Harga minyak naik sekitar 2% pada Jumat (13/12/2024), mencapai level tertinggi dalam tiga minggu. Peningkatan ini dipicu oleh ekspektasi bahwa sanksi baru terhadap Rusia dan Iran dapat memperketat pasokan minyak, serta kemungkinan pemangkasan suku bunga di Eropa dan Amerika Serikat (AS) yang dapat meningkatkan permintaan bahan bakar.
Minyak mentah Brent naik US$ 1,08 (1,5%) menjadi US$ 74,49 per barel. Minyak mentah West Texas Intermediate (WTI) AS naik US$ 1,27 (1,8%) menjadi US$ 71,29 per barel.
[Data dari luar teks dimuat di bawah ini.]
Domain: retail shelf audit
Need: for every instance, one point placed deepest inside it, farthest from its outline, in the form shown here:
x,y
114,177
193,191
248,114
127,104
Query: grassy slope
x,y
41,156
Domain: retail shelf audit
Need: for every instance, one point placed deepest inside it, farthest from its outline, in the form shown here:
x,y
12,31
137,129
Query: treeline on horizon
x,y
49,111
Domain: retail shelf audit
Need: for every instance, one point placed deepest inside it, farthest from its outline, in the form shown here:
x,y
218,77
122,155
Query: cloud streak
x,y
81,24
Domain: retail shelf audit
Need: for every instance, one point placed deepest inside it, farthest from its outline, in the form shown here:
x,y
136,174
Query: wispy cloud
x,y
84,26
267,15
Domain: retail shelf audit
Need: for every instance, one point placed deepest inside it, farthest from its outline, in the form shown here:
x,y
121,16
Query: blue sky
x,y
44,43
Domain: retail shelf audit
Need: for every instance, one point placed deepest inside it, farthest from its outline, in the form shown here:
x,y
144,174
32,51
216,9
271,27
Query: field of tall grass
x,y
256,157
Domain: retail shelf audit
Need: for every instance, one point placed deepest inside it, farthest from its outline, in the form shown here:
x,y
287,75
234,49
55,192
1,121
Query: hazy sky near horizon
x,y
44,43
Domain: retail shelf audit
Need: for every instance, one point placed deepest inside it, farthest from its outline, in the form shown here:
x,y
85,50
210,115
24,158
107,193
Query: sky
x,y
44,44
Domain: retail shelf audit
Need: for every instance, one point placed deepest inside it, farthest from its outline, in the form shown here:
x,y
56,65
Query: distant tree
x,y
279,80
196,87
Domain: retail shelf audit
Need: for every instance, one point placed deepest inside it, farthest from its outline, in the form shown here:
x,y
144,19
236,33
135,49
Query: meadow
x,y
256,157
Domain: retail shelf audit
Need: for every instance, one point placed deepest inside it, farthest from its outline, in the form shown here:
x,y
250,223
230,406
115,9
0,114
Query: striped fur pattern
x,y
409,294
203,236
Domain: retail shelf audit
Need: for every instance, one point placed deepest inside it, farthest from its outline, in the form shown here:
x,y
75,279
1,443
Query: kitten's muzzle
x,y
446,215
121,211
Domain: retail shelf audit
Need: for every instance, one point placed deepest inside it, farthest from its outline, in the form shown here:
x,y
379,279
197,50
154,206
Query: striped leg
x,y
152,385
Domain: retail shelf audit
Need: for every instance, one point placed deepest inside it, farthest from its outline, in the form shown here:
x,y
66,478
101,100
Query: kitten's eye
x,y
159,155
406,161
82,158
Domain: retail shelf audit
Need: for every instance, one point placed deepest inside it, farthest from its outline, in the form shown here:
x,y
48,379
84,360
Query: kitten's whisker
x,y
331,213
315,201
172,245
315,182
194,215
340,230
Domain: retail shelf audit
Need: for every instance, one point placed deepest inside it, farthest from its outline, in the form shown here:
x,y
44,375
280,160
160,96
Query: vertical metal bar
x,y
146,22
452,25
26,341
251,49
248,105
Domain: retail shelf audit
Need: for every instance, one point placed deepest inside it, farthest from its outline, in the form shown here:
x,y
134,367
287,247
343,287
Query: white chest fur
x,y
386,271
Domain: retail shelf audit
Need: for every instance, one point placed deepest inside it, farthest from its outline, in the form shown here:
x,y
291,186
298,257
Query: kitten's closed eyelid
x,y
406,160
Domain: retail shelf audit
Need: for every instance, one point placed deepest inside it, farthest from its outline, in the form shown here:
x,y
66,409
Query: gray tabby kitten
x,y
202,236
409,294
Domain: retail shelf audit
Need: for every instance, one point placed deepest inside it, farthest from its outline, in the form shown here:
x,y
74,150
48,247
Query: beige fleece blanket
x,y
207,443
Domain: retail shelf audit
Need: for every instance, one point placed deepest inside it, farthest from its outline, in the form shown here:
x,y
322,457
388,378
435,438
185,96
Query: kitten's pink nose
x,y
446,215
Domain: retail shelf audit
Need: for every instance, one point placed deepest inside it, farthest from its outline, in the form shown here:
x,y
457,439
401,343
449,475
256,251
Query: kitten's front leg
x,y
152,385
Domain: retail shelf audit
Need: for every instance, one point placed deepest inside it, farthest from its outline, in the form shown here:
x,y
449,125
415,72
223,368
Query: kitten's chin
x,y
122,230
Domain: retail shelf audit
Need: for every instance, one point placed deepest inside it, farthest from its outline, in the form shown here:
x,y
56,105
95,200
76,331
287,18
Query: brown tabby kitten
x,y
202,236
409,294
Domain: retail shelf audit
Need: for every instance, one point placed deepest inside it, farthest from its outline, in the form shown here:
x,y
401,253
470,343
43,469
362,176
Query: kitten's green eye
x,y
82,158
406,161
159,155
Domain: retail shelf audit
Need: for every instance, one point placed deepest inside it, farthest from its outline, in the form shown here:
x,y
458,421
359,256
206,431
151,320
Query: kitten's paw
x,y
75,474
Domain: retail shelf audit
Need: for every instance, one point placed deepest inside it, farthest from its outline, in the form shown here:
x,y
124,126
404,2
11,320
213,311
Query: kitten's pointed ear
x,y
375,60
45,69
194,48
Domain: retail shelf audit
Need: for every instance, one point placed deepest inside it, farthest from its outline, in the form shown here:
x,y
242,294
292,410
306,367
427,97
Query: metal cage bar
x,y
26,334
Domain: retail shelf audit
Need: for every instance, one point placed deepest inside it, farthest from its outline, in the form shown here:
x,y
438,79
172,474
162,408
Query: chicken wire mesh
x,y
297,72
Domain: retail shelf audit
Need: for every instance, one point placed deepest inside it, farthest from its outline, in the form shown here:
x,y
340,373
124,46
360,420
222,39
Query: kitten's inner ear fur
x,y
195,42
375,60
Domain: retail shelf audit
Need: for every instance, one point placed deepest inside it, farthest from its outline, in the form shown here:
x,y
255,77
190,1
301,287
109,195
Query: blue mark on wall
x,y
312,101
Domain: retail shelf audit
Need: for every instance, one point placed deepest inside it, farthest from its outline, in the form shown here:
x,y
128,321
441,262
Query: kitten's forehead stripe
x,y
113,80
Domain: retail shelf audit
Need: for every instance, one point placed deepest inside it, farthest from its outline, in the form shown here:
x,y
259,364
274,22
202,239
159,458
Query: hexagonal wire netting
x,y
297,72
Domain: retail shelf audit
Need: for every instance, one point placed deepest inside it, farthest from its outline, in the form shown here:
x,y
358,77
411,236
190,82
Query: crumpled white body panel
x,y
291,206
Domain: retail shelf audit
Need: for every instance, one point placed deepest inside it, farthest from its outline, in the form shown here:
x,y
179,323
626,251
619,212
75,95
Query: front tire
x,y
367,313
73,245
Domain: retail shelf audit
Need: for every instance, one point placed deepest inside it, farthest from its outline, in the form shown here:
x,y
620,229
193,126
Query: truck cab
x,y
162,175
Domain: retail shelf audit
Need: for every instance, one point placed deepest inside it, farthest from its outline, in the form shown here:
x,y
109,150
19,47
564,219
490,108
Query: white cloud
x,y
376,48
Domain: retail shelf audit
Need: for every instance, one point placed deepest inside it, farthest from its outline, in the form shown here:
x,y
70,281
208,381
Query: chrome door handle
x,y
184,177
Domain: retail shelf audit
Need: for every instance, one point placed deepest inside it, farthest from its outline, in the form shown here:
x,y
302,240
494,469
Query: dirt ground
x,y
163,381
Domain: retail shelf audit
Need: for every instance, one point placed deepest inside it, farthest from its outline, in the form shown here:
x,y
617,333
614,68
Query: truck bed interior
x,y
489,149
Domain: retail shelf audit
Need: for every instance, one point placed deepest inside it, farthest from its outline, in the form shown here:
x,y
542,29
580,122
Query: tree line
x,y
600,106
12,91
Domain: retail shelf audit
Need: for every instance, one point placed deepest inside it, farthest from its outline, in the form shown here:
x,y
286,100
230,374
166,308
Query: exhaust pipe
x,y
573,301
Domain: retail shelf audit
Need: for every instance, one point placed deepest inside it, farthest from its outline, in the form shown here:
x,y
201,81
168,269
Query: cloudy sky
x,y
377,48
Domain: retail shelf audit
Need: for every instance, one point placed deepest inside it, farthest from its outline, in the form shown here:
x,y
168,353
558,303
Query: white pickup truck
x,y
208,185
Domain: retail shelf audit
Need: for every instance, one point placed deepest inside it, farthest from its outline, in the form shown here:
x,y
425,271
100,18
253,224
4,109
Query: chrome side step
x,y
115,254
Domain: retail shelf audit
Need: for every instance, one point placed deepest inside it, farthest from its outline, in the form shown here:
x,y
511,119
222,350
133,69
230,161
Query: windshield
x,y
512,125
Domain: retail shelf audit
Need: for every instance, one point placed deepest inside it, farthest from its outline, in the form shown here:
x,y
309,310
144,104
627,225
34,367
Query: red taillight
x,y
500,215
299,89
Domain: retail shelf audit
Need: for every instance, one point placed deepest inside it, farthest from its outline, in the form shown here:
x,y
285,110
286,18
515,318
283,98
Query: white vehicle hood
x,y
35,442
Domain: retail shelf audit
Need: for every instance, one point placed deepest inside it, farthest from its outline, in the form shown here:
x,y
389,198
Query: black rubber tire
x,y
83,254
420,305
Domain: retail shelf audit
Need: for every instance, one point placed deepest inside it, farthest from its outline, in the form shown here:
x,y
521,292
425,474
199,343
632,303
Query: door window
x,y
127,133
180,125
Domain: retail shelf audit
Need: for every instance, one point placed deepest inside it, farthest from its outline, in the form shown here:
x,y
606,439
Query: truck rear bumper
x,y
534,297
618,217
Penutupan ini adalah yang tertinggi untuk Brent sejak 22 November, dengan kenaikan mingguan sebesar 5%. WTI mencatat kenaikan mingguan sebesar 6% dan mencapai level tertinggi sejak 7 November.
“Kenaikan harga ini didorong oleh ekspektasi sanksi yang lebih ketat terhadap Rusia dan Iran, panduan ekonomi yang lebih mendukung dari China, kekacauan politik di Timur Tengah, dan prospek pemangkasan suku bunga The Fed pekan depan,” ujar analis dari Ritterbusch and Associates dalam sebuah catatan.
Para duta besar Uni Eropa sepakat untuk memberlakukan paket sanksi ke-15 terhadap Rusia pekan ini atas perang di Ukraina, menargetkan armada kapal tanker bayangan Rusia. AS juga mempertimbangkan langkah serupa.
Inggris, Prancis, dan Jerman mengatakan kepada Dewan Keamanan PBB bahwa mereka siap, jika diperlukan, untuk memicu ‘snap back’ sanksi internasional terhadap Iran demi mencegah negara tersebut mengembangkan senjata nuklir.
Data dari China pekan ini menunjukkan impor minyak mentah di negara pengimpor terbesar dunia itu tumbuh secara tahunan pada November untuk pertama kalinya dalam tujuh bulan. Tren ini diperkirakan akan berlanjut hingga awal 2025, dengan kilang minyak meningkatkan pasokan dari Arab Saudi yang menawarkan harga lebih rendah, sementara kilang independen bergegas menggunakan kuota mereka.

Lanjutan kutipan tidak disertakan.